Evaluation by various methods of the physiological mechanism of a high-flow nasal cannula (HFNC) in healthy volunteers.

INTRODUCTION

Several reports have described the usefulness of a high-flow nasal cannula (HFNC). However, the physiological mechanisms of this system are unclear. In the current study, various methods were used to investigate the physiological mechanisms of an HFNC in healthy volunteers.

METHODS

The physiological mechanisms of the constant-flow and constant-pressure models of HFNC were studied in 10 healthy volunteers by the oesophageal balloon method, the electrical impedance method and the forced oscillation technique (FOT).

RESULTS

The tidal volume (TV) increased markedly during HFNC (off, 30 L/min, 50 L/min: 685.6±236.5 mL, 929.8±434.7 mL, 968.8±451.1 mL). The end-inspiratory oesophageal pressure (EIOP) was not significantly different, but there was a tendency for it to decrease. HFNC 30 L/min and 50 L/min, the increment in TV and the difference in EIOP showed strong negative correlations (p=0.0025, 0.003). The end-expiratory oesophageal pressure (EEOP) increased.
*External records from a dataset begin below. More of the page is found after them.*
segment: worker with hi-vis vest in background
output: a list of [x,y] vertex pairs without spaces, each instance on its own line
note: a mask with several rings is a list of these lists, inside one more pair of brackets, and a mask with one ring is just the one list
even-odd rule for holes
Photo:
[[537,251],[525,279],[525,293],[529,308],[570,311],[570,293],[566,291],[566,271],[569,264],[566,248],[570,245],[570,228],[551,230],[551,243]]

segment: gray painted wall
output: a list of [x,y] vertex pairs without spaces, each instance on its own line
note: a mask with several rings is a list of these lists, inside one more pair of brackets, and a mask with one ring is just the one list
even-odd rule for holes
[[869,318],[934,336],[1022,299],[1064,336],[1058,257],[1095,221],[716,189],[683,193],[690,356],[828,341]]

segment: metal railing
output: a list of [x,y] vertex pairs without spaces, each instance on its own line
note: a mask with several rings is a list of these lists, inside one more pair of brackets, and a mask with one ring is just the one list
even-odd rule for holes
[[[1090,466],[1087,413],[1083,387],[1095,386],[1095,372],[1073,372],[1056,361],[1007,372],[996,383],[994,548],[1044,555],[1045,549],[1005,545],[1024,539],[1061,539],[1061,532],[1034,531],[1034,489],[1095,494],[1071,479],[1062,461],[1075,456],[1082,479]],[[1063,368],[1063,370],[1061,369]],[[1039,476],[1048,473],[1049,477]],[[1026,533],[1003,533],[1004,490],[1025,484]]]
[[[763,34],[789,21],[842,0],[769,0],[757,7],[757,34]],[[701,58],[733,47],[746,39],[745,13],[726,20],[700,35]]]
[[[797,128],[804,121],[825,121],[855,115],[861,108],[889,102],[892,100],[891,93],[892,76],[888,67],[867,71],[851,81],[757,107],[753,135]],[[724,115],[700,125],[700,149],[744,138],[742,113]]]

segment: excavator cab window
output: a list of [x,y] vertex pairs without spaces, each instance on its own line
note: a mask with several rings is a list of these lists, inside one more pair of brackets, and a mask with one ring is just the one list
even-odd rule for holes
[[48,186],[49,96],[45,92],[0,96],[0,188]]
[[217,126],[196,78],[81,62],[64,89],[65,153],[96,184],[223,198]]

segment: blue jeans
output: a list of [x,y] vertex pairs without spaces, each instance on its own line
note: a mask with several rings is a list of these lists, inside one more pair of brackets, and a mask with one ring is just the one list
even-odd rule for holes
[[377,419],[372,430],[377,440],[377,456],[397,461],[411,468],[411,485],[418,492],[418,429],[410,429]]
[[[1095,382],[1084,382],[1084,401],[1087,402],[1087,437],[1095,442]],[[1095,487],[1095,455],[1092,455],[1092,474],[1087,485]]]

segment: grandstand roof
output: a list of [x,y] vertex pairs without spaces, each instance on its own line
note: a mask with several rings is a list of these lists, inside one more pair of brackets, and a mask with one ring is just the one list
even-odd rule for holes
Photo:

The respiratory system reactance at 5 Hz (X5) by FOT decreased significantly. There was a flow rate-dependent EEOP increase, and the positive end-expiratory pressure (PEEP) effect of HFNC was confirmed. There was a correlation between the difference in X5 and the difference in EEOP during HFNC 30 L/min and 50 L/min, with correlation coefficients of 0.534 and 0.404 (p=0.112, 0.281). The amount of change in EEOP and the fluctuation in X5 were positively correlated.

CONCLUSIONS

The PEEP effect of HFNC was confirmed by the electrical impedance method and FOT. The increment in TV and the difference in EIOP of HFNC showed strong negative correlations.